Calculating time complexity felt like memorizing answers rather than understanding analysis. These resources taught me how to derive complexity from first principles.

MIT Mathematics for Computer Science text

Chapter 13 on asymptotic notation provides the mathematical foundation. Understanding why we drop constants and lower-order terms made Big O meaningful instead of arbitrary. The summation review directly applies to loop analysis.

Cracking the Coding Interview appendix

The Big O section walks through deriving complexity for recursive functions. The recursive call counting technique works for most divide and conquer algorithms. Her examples show common mistakes and how to avoid them.

Big-O Cheat Sheet website

Seeing common data structure operations listed with their complexities built pattern recognition. I referenced this constantly while learning new structures. The sorting algorithm comparison table shows why QuickSort dominates despite worst-case issues.

Stanford CS161 lecture notes

Their recurrence relation explanations demystified analyzing recursive algorithms.
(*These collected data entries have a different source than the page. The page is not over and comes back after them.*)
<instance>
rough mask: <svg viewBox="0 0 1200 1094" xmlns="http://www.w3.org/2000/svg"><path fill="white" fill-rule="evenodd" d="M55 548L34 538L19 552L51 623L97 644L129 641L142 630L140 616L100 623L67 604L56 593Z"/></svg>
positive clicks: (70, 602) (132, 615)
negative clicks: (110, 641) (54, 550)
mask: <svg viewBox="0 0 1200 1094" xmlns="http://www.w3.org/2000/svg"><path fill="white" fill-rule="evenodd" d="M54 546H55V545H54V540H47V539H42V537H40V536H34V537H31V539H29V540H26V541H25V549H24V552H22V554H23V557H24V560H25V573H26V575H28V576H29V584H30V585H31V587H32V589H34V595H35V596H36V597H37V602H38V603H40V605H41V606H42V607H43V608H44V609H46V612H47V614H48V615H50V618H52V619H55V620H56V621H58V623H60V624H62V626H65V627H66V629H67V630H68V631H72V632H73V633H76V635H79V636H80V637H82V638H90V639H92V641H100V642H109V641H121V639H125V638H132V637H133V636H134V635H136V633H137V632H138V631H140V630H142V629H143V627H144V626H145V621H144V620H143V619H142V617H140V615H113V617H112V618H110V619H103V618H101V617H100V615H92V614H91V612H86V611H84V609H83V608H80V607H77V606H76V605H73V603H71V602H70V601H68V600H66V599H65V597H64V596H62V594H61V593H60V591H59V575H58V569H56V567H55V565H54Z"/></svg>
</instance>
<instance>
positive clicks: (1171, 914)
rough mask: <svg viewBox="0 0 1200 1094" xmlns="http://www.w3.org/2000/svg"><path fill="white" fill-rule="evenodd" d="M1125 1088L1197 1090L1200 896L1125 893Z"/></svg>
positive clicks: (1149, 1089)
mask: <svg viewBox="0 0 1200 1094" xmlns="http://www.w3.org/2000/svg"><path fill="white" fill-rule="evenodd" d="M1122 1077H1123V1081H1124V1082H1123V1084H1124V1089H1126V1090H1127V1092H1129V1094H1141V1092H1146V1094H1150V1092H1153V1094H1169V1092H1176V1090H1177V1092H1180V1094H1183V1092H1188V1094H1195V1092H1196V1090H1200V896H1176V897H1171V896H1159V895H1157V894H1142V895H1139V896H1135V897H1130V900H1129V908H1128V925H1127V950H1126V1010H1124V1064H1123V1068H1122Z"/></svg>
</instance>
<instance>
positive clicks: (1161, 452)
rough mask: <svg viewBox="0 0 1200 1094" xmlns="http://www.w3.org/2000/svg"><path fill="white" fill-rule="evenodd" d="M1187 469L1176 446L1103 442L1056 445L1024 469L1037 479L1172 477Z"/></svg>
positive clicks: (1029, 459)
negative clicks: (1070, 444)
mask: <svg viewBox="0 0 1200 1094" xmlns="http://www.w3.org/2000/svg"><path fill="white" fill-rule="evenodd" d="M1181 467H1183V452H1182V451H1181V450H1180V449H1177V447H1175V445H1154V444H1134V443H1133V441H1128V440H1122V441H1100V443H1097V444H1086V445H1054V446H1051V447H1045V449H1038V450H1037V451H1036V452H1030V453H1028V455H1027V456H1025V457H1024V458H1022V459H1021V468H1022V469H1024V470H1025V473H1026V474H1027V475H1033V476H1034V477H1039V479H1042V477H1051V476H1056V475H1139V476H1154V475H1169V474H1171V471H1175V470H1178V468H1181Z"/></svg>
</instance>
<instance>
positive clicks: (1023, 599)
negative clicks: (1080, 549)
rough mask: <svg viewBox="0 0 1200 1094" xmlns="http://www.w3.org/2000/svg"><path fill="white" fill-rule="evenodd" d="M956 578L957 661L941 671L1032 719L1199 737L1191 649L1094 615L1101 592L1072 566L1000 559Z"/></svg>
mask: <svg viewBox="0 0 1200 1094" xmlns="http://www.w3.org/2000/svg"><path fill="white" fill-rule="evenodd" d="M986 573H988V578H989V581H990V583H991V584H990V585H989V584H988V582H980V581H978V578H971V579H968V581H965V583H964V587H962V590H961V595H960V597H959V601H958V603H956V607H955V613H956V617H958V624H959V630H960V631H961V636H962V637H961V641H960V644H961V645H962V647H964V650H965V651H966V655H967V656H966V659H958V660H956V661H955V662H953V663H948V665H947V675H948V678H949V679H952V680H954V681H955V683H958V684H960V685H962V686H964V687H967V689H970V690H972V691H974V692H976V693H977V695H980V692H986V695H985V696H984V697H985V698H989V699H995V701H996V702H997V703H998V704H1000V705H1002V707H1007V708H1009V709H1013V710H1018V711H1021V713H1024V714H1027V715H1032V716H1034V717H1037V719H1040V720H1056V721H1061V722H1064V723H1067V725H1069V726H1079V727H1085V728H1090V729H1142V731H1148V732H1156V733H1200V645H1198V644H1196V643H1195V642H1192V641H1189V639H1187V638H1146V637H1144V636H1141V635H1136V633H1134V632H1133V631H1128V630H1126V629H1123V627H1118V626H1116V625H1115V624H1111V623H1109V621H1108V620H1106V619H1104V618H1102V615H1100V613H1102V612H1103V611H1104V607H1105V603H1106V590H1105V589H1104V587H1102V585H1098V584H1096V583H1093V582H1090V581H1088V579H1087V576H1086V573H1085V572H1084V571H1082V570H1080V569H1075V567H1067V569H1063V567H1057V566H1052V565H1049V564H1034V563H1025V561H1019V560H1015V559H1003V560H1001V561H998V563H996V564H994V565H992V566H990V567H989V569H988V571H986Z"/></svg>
The substitution method and master theorem finally made sense with their worked examples. Week three covers amortized analysis for dynamic arrays.

InterviewCake complexity article

Their space complexity explanation clarified what counts toward memory usage. The recursive call stack discussion explained why some solutions use O(n) space despite looking constant. The practical examples use real code instead of pseudocode.

Mathematical foundation plus practical application plus pattern recognition equals actual understanding. I stopped guessing and started calculating after working through these systematically. Analyzing new algorithms became mechanical rather than mysterious.